Elly Beinhorn schildert fesselnd und selbstironisch ihren Weg von der jungen 21jährigen, die voller Wagemut und Tatendrang den Pilotenschein macht, ohne sich von Skeptikern und Zweiflern beeinflussen zu lassen. Bis hin zur ältlichen Dame, die teils melancholisch, teils stolz zurückblickt auf ein erfolgreiches und doch so oft auch tragisches Leben. Ihre Erzählweise ist angenehm offen und unverschnörkelt. Ihre Worte zur Fliegerei sind stets von Begeisterung geprägt. Und trotz all ihrer Erfolge gesteht sie ihre eigenen Ängste und erzählt von den Schattenseiten ihres Ruhms. Wird ihr Karrierebeginn noch dominiert durch eine Art kindliche Naivität, so entwickelt sich aus anfänglicher Unbekümmertheit ein fester Willen und eine tiefe Entschlossenheit, das zu tun, was ihr innerer Drang nach der Freiheit der Lüfte ihr aufgibt.
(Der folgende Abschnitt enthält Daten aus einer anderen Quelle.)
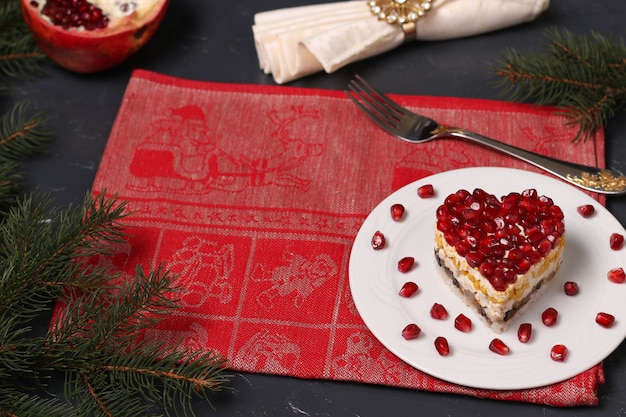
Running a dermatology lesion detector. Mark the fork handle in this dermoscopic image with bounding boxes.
[445,128,626,195]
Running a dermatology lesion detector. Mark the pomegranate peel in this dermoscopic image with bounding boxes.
[21,0,169,73]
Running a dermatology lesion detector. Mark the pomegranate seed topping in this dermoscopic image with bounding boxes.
[417,184,435,198]
[436,188,565,291]
[576,204,596,217]
[435,336,450,356]
[550,345,567,362]
[400,281,419,298]
[517,323,533,343]
[430,303,448,320]
[454,314,472,333]
[489,338,511,355]
[607,268,626,284]
[402,323,422,340]
[596,312,615,329]
[391,203,404,222]
[541,307,559,327]
[609,233,624,250]
[563,281,578,295]
[372,231,385,250]
[398,256,415,272]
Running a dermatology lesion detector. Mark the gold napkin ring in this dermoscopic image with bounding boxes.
[368,0,434,42]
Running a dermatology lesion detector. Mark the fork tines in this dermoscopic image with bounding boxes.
[346,75,407,129]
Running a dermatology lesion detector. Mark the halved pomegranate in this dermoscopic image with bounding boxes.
[21,0,169,73]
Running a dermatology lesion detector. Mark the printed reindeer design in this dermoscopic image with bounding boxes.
[254,252,338,308]
[130,105,323,194]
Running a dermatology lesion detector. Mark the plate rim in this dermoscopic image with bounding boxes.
[348,167,626,390]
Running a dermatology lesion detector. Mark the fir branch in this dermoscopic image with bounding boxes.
[0,0,46,79]
[0,102,51,161]
[495,28,626,140]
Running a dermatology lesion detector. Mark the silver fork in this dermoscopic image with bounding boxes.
[346,75,626,195]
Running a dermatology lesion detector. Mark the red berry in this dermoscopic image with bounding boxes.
[402,323,422,340]
[609,233,624,250]
[417,184,435,198]
[398,256,415,272]
[576,204,596,217]
[430,303,448,320]
[550,345,567,362]
[489,338,511,355]
[435,336,450,356]
[454,314,472,333]
[541,307,559,327]
[391,204,404,222]
[563,281,578,295]
[372,230,385,250]
[596,312,615,329]
[607,268,626,284]
[400,281,419,298]
[517,323,533,343]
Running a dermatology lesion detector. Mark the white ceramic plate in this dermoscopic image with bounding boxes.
[349,168,626,390]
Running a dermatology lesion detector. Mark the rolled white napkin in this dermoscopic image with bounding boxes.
[252,0,550,84]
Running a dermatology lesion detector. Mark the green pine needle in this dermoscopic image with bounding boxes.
[495,28,626,140]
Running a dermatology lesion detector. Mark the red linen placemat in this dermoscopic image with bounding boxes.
[88,71,604,406]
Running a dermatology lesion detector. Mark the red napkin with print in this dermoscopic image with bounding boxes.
[88,71,604,406]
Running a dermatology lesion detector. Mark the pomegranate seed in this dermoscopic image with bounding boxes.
[517,323,533,343]
[550,345,567,362]
[541,307,559,327]
[596,312,615,329]
[436,188,565,291]
[430,303,448,320]
[398,256,415,273]
[372,230,385,250]
[402,323,422,340]
[391,203,404,222]
[607,268,626,284]
[609,233,624,250]
[454,314,472,333]
[40,0,109,31]
[435,336,450,356]
[489,338,511,355]
[563,281,578,295]
[417,184,435,198]
[400,281,419,298]
[576,204,596,217]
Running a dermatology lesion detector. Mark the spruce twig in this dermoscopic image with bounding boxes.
[0,0,46,80]
[495,28,626,141]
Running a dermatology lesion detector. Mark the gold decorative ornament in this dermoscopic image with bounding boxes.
[567,171,626,191]
[368,0,434,41]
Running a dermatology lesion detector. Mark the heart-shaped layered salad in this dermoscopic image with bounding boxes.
[435,189,565,332]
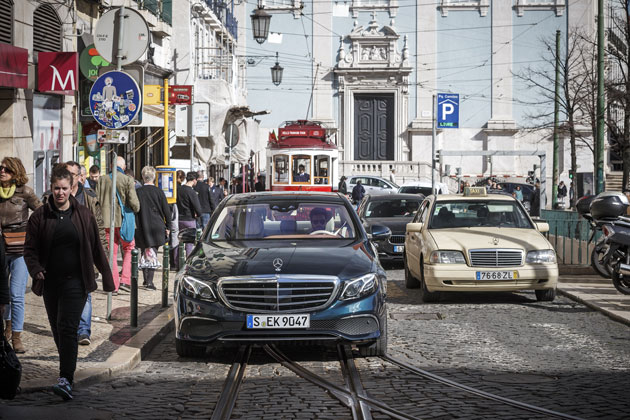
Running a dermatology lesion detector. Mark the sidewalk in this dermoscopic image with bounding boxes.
[18,264,175,393]
[558,270,630,326]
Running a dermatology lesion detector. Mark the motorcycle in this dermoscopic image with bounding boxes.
[590,193,630,295]
[575,195,610,279]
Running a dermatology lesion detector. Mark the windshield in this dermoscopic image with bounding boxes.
[365,199,420,219]
[206,201,357,241]
[398,187,433,197]
[429,200,533,229]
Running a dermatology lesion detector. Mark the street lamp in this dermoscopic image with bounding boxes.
[250,4,271,44]
[271,51,284,86]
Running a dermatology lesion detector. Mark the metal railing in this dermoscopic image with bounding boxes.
[541,210,601,265]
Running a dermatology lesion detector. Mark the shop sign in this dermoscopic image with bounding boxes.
[79,44,109,81]
[0,42,28,89]
[90,71,142,129]
[37,52,79,95]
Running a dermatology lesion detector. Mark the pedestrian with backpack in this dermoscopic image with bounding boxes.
[96,156,140,292]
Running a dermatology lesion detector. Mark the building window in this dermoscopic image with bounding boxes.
[514,0,566,16]
[350,0,398,18]
[438,0,492,17]
[33,4,62,52]
[0,0,13,45]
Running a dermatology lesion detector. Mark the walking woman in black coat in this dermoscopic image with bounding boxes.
[136,166,171,290]
[24,165,114,400]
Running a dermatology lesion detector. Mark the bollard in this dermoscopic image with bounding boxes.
[177,242,186,271]
[129,248,138,327]
[162,244,169,308]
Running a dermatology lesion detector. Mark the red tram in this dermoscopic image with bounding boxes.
[267,120,339,191]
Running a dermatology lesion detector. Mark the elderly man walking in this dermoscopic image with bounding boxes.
[96,156,140,292]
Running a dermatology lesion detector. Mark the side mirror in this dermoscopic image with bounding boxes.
[177,228,197,244]
[368,225,392,241]
[534,222,549,233]
[407,223,423,232]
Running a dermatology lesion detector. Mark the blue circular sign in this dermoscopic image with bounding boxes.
[90,71,142,129]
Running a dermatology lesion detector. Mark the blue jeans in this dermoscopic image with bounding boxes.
[4,254,28,332]
[77,293,92,337]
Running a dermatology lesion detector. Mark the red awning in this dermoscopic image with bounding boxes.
[0,42,28,89]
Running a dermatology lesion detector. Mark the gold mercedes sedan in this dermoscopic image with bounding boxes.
[403,187,558,302]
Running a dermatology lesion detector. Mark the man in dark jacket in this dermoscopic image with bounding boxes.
[193,174,212,229]
[208,177,225,212]
[352,179,365,208]
[177,172,202,255]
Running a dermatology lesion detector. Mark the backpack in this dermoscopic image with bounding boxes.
[109,174,136,242]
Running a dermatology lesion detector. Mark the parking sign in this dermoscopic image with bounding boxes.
[437,93,459,128]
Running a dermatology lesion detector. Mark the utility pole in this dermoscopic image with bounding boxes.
[551,30,560,209]
[595,0,605,194]
[431,95,437,194]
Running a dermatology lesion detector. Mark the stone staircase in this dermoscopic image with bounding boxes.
[606,173,622,191]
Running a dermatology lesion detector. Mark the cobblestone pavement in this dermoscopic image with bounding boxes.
[0,267,630,419]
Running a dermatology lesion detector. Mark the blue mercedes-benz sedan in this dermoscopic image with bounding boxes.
[175,192,391,357]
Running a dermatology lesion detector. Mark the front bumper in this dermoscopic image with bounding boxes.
[175,290,386,345]
[424,263,558,292]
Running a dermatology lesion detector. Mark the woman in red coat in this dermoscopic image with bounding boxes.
[24,165,114,400]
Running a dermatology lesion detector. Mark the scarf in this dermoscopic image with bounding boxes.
[0,184,16,200]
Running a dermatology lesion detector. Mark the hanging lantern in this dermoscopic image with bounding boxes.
[251,5,271,44]
[271,52,284,86]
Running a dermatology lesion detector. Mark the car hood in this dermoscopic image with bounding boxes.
[429,227,552,251]
[363,216,413,235]
[186,242,375,280]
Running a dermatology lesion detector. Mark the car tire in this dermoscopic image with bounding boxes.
[175,338,206,358]
[359,310,387,357]
[420,260,440,303]
[403,255,420,289]
[534,288,556,302]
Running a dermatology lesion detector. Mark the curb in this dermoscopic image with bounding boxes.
[20,306,175,394]
[557,287,630,326]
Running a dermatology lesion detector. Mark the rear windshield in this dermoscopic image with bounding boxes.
[398,187,433,197]
[365,199,421,219]
[429,200,533,229]
[206,201,357,241]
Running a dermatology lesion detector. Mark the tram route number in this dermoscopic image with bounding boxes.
[247,314,311,329]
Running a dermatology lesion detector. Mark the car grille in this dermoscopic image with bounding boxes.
[469,249,523,267]
[389,235,405,245]
[218,276,339,313]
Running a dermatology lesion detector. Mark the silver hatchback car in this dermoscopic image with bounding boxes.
[346,175,398,195]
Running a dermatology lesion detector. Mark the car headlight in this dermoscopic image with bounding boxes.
[429,251,466,264]
[525,249,556,264]
[180,275,217,301]
[340,273,376,300]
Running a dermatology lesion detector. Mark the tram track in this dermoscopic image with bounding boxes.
[211,344,582,420]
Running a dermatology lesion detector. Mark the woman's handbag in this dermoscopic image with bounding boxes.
[0,321,22,400]
[2,231,26,254]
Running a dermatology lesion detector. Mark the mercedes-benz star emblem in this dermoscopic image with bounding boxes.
[273,258,283,271]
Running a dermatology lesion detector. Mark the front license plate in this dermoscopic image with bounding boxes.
[247,314,311,329]
[477,271,518,280]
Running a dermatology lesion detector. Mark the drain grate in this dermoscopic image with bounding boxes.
[389,312,444,321]
[482,373,558,384]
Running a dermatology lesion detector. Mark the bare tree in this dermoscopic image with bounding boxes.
[515,27,600,206]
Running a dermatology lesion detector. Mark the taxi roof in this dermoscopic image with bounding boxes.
[435,194,516,201]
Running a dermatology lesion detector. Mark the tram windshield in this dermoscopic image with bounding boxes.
[291,155,311,184]
[273,155,289,184]
[314,155,330,185]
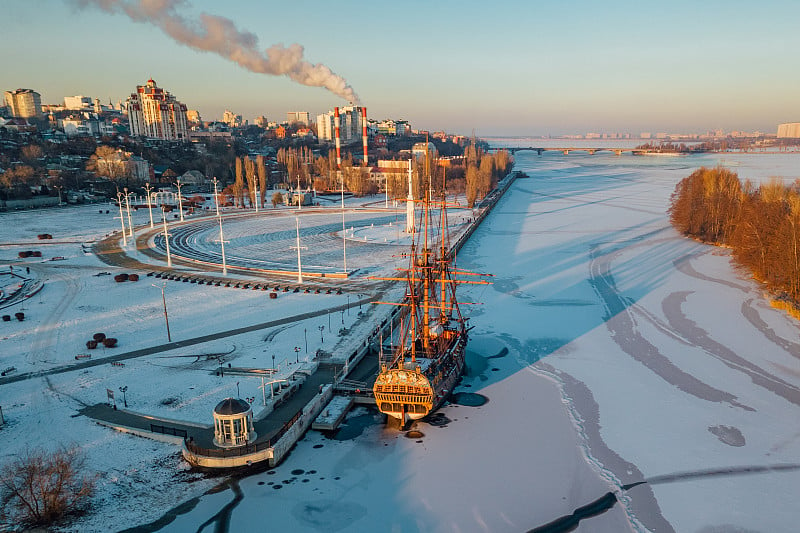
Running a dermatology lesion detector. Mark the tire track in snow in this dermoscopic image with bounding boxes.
[588,245,753,411]
[661,291,800,405]
[25,269,81,365]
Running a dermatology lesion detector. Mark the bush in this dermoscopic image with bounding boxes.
[0,447,96,526]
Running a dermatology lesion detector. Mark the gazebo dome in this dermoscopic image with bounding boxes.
[214,398,250,415]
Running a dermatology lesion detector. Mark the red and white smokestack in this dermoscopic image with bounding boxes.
[333,107,342,169]
[361,107,369,166]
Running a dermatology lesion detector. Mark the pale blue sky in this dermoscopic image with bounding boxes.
[0,0,800,135]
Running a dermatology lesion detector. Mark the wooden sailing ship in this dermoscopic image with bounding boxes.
[373,179,488,425]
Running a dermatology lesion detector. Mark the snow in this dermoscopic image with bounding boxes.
[0,153,800,532]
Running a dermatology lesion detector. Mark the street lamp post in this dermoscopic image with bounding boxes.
[292,217,308,283]
[217,213,228,276]
[176,179,183,222]
[117,190,128,246]
[144,181,154,229]
[339,174,347,277]
[161,207,172,267]
[151,283,172,342]
[123,187,136,237]
[211,176,219,216]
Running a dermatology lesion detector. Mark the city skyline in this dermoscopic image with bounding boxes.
[0,0,800,136]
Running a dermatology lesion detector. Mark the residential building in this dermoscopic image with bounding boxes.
[97,150,150,181]
[778,122,800,139]
[5,89,42,118]
[286,111,311,126]
[411,142,438,159]
[125,79,189,142]
[317,106,362,144]
[377,119,411,137]
[59,112,114,137]
[64,94,92,111]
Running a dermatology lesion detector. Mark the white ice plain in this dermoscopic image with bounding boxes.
[0,152,800,533]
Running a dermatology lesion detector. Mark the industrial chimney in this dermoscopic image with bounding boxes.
[333,107,342,170]
[361,107,369,167]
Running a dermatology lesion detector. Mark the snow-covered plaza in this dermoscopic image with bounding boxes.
[0,148,800,533]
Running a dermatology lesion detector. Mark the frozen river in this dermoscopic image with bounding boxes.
[0,148,800,533]
[131,148,800,533]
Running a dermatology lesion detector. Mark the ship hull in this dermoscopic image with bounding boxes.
[373,331,467,424]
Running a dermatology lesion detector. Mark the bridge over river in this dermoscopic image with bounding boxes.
[489,146,679,155]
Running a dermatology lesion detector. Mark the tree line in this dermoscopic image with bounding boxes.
[669,167,800,309]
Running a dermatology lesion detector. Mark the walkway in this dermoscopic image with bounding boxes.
[78,364,340,448]
[0,297,379,385]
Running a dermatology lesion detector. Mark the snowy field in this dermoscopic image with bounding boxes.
[0,152,800,533]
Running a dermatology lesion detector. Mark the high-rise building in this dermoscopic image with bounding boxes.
[222,109,244,128]
[286,111,311,126]
[125,79,189,142]
[186,109,203,124]
[5,89,42,118]
[778,122,800,139]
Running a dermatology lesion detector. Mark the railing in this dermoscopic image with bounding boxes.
[183,411,303,457]
[150,424,187,439]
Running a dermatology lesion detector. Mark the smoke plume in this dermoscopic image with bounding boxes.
[73,0,358,103]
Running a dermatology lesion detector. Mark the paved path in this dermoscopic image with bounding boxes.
[0,297,380,386]
[78,364,340,448]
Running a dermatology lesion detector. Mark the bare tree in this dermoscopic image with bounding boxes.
[0,446,96,526]
[256,155,267,206]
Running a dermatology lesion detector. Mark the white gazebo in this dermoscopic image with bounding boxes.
[214,398,256,448]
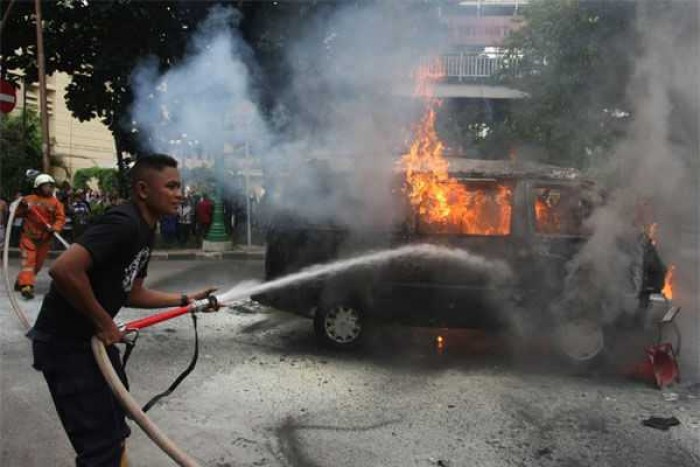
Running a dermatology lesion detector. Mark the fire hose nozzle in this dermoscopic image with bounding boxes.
[190,295,219,313]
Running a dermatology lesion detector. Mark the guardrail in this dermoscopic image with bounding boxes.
[421,53,505,81]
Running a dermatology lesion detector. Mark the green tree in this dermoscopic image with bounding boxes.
[0,112,41,199]
[489,0,636,168]
[73,167,118,193]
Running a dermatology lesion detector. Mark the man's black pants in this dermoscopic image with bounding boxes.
[33,341,131,467]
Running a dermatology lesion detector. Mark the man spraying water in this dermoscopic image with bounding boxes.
[28,155,215,466]
[15,174,66,300]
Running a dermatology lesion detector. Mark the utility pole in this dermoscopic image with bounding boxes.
[245,141,253,248]
[34,0,51,173]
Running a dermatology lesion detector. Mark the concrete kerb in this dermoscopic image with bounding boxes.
[3,248,265,261]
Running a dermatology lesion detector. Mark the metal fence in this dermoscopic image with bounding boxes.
[421,53,505,81]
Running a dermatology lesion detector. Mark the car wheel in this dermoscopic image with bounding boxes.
[314,304,365,349]
[556,319,605,367]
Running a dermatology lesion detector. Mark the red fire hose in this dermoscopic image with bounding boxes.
[29,206,70,250]
[92,295,219,467]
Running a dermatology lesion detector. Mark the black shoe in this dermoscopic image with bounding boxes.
[21,285,34,300]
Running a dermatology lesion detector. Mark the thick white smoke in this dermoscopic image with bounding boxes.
[132,3,439,228]
[132,7,270,163]
[561,1,700,375]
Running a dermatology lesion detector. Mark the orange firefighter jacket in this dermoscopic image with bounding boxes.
[17,194,66,243]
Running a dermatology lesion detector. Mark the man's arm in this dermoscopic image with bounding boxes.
[51,198,66,232]
[128,278,216,308]
[49,247,122,345]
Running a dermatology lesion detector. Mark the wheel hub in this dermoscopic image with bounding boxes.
[324,307,362,344]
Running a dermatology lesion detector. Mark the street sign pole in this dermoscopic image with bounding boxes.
[34,0,51,173]
[245,141,253,247]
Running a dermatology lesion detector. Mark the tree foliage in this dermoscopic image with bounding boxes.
[0,112,41,199]
[73,167,118,193]
[490,0,635,168]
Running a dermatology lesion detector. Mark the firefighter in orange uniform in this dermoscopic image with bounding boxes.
[15,174,66,299]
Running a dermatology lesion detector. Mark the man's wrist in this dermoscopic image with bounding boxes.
[180,293,190,306]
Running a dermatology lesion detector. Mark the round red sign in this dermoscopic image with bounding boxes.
[0,79,17,114]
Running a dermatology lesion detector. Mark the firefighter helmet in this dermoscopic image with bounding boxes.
[34,174,56,188]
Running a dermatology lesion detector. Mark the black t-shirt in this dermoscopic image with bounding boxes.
[28,203,154,341]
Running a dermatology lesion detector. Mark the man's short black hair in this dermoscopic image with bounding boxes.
[129,154,177,188]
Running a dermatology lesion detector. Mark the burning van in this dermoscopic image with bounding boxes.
[257,159,664,360]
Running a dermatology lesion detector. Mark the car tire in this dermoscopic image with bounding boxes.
[556,320,608,370]
[314,303,367,350]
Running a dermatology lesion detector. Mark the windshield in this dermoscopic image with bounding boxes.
[533,185,592,236]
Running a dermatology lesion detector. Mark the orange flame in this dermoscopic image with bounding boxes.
[661,264,676,300]
[400,61,513,235]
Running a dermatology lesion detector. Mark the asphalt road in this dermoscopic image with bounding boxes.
[0,261,700,467]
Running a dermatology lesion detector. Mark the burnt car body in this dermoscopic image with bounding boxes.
[255,159,664,347]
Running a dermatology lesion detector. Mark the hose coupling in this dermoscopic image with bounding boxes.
[190,295,219,313]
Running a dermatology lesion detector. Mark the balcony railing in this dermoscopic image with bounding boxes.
[421,53,505,81]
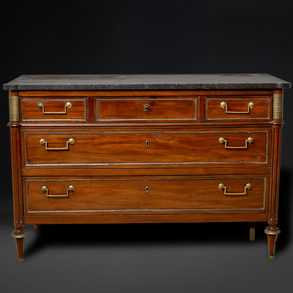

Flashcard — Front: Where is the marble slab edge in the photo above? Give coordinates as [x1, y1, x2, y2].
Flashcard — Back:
[3, 83, 291, 91]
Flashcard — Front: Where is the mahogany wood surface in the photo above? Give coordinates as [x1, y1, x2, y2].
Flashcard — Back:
[23, 128, 270, 166]
[26, 177, 266, 213]
[21, 97, 88, 123]
[205, 96, 272, 121]
[5, 83, 283, 259]
[96, 97, 197, 120]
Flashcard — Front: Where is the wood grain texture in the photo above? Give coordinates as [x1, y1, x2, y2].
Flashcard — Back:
[23, 129, 270, 166]
[206, 96, 272, 121]
[96, 97, 197, 120]
[5, 81, 283, 257]
[21, 97, 88, 123]
[26, 177, 266, 214]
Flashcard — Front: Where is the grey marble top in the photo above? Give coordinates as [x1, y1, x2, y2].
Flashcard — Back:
[3, 74, 291, 91]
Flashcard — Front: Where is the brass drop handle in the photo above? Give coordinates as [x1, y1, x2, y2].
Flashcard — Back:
[38, 102, 72, 115]
[42, 185, 74, 197]
[39, 138, 74, 151]
[221, 102, 255, 114]
[218, 183, 252, 195]
[219, 137, 253, 149]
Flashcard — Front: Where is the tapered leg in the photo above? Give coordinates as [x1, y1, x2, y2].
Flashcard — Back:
[11, 229, 28, 262]
[265, 226, 281, 259]
[249, 223, 255, 241]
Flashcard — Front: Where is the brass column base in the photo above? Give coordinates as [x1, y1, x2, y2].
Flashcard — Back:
[249, 223, 255, 241]
[11, 230, 28, 262]
[264, 227, 281, 260]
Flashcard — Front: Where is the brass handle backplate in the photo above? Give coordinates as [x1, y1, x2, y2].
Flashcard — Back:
[39, 138, 74, 151]
[221, 102, 255, 114]
[218, 183, 252, 195]
[38, 102, 72, 115]
[42, 185, 74, 197]
[219, 137, 253, 149]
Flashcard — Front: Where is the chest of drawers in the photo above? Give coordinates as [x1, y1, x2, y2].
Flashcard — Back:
[4, 74, 291, 262]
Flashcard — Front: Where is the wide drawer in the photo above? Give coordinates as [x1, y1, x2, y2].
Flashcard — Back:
[25, 177, 268, 213]
[21, 98, 87, 122]
[205, 96, 272, 121]
[23, 129, 270, 166]
[96, 97, 197, 121]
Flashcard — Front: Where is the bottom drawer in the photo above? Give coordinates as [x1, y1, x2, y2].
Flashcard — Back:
[24, 177, 268, 214]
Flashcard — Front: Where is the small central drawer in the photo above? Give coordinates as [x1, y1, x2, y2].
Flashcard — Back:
[24, 129, 270, 166]
[25, 177, 268, 214]
[96, 97, 197, 121]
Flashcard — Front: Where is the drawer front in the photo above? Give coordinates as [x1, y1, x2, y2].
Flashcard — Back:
[21, 98, 87, 122]
[206, 96, 271, 121]
[96, 98, 197, 121]
[25, 177, 267, 213]
[24, 130, 270, 166]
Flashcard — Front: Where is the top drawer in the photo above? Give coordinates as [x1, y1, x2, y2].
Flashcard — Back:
[96, 97, 197, 121]
[21, 98, 87, 122]
[206, 96, 272, 121]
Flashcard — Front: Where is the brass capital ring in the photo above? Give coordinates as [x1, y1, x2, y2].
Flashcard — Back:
[11, 232, 28, 239]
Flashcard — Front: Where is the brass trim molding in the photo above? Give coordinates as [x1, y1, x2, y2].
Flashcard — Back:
[273, 94, 283, 120]
[9, 96, 19, 121]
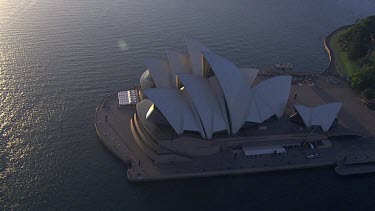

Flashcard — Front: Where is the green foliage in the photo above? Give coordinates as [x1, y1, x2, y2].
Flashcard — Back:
[361, 88, 375, 100]
[351, 66, 375, 91]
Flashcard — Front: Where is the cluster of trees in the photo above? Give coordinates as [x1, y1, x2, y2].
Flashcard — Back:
[338, 16, 375, 99]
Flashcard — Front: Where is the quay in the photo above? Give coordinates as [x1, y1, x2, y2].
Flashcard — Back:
[95, 71, 375, 182]
[95, 38, 375, 182]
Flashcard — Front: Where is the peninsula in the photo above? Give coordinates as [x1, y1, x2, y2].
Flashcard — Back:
[95, 35, 375, 181]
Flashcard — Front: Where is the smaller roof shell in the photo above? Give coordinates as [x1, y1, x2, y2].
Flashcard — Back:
[167, 50, 191, 87]
[143, 88, 205, 137]
[178, 73, 229, 138]
[240, 68, 259, 86]
[185, 38, 209, 76]
[139, 70, 155, 89]
[144, 59, 172, 88]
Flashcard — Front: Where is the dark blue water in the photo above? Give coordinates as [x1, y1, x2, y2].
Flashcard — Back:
[0, 0, 375, 210]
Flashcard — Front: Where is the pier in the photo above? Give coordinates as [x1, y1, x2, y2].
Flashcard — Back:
[95, 71, 375, 182]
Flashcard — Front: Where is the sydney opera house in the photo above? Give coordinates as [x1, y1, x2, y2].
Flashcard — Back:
[119, 38, 341, 163]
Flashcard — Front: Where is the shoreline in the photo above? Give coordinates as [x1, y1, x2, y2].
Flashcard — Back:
[321, 24, 354, 79]
[95, 25, 375, 182]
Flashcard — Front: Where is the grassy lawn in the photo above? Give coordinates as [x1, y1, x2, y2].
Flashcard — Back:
[329, 30, 357, 76]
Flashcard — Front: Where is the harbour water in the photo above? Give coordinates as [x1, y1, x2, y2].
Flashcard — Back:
[0, 0, 375, 210]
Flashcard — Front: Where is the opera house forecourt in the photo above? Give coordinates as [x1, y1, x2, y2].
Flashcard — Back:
[96, 38, 375, 181]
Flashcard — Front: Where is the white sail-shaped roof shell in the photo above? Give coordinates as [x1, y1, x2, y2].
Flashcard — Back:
[143, 88, 205, 137]
[294, 103, 342, 132]
[185, 38, 209, 76]
[247, 76, 292, 123]
[167, 50, 191, 87]
[203, 52, 250, 133]
[240, 68, 259, 86]
[178, 74, 229, 139]
[144, 59, 172, 88]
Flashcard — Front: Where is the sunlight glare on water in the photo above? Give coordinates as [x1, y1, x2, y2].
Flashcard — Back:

Der Leser steigt mit ihr in die "Taifun" - das geliebte Messerschmitt-Flugzeug - und lässt sich über Klippen, Flüsse, Landschaften und Ozeane gleiten.
Atemberaubend dargestellt - insbesondere anhand der vielen Fotografien - ist Beinhorns Eifer, mit dem sie sich nicht nur in die Maschine setzt, sondern sie auch liebevoll nach jedem Sturz, jeder Notlandung, jedem Unfall eigenhändig repariert - in Rock und Stiefeln! Sie ist eine der wenigen Frauen, die in den Dreißigerjahren die Lüfte beherrschten und weltweit dadurch bekannt wurden. Die kurze Ehe mit dem bekannten Rennfahrer Bernd Rosemeyer beschreibt Beinhorn als ihre große Liebe. Wenn sie sich ihm auch erst nicht so recht hingeben wollte. ("Mir fiel das alles nicht so leicht. Ich hatte mich doch in den Jahren da draußen zu einer rechten Junggesellin entwickelt.") Doch nach kurzer Zeit wurde aus dem Flieger-Rennfahrer-Gespann ein unschlagbares Team. ("[...] Und dann schrieb einige Tage später eine instinktlose Zeitung: Elly Beinhorn heiratet Bernd Rosemeyer. Und viele andere druckte diese den Tatsachen ins Gesicht schlagende Feststellung ab. Denn wenn wer wen geheiratet hatte, so war das Bernd.") Der plötzliche Unfalltod ihres geliebten Mannes hat Elly Beinhorn jahrelange Trauer beschert. Allein das Fliegen hat ihr geholfen, diesen schmerzlichen Verlust zu überstehen und weiterzuleben.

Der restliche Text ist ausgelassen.